Robert J. DeVita, a director of medicinal chemistry at Merck’s Rahway, N.J., discovery chemistry site, presided over the session, held in the Division of Medicinal Chemistry and entitled “First Time Disclosure of Clinical Candidates.” The symposium was organized by Albert J. Robichaud, vice president of chemistry at Danish drugmaker H. Lundbeck, and was sponsored by Gilead Sciences.
Starting off the symposium, Robert L. Hudkins, distinguished scientist at Cephalon in Frazer, Pa., disclosed the structure of CEP-26401 (irdabisant), a histamine H3 receptor blocker for treating cognitive deficits in multiple diseases, including Alzheimer’s disease.
The histamine H3 receptor regulates the release of multiple neurotransmitters that play a role in memory, attention, and cognition.

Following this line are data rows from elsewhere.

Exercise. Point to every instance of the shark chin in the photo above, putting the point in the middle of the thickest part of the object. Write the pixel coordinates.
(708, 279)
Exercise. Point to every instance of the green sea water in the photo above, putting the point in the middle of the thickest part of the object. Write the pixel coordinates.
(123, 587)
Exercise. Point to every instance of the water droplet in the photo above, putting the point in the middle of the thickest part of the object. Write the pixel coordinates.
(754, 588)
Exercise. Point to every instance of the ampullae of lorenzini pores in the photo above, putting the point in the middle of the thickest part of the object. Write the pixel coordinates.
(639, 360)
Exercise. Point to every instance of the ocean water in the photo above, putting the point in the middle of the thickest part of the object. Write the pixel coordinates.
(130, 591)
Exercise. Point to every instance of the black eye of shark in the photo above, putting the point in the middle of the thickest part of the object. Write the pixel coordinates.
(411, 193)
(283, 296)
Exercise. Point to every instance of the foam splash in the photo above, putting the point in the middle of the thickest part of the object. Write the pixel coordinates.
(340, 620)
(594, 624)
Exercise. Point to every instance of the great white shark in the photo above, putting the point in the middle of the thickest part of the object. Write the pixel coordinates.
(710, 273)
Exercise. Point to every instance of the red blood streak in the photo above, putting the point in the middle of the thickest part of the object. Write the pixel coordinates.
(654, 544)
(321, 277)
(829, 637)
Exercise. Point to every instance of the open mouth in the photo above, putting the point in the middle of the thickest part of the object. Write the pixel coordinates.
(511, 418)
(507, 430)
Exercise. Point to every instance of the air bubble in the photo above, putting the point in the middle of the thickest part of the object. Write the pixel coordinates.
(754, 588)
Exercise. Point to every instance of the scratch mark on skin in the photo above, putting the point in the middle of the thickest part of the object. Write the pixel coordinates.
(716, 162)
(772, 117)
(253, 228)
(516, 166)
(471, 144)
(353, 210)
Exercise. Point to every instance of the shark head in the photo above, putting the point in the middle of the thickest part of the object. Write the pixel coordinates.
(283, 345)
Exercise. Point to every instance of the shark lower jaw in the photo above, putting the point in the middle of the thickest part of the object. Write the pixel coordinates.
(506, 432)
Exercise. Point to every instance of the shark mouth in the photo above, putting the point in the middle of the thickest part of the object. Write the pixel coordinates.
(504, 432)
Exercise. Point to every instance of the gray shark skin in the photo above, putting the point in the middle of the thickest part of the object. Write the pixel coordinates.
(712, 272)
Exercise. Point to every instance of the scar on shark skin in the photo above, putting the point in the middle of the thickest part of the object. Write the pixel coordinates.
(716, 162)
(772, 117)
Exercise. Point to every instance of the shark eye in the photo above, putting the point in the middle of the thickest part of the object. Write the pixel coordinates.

Blocking the H3 receptor would promote release of those neurotransmitters, in effect aiding several cognition-related processes with one pill, Hudkins explained.
The Cephalon team’s quest drew on the history of failures in the H3 area. “Some compounds from the industry have moved into clinical trials, but many have failed,” Hudkins said. No drug targeting this histamine receptor has yet reached the market, he added. Several of the issues that led to earlier failures, such as cardiovascular side effects, could be tied to the molecules’ lipophilicity. Yet Cephalon couldn’t eliminate lipophilicity entirely, because some lipophilicity is necessary for getting a drug into the brain.
By placing lipophilicity among its top priorities, the team eventually developed irdabisant, a drug candidate taken in pill form that acts as an inverse agonist at the histamine H3 receptor. The molecule not only blocks the receptor’s response to histamine but also blocks the receptor’s low-level baseline activity, Hudkins explained.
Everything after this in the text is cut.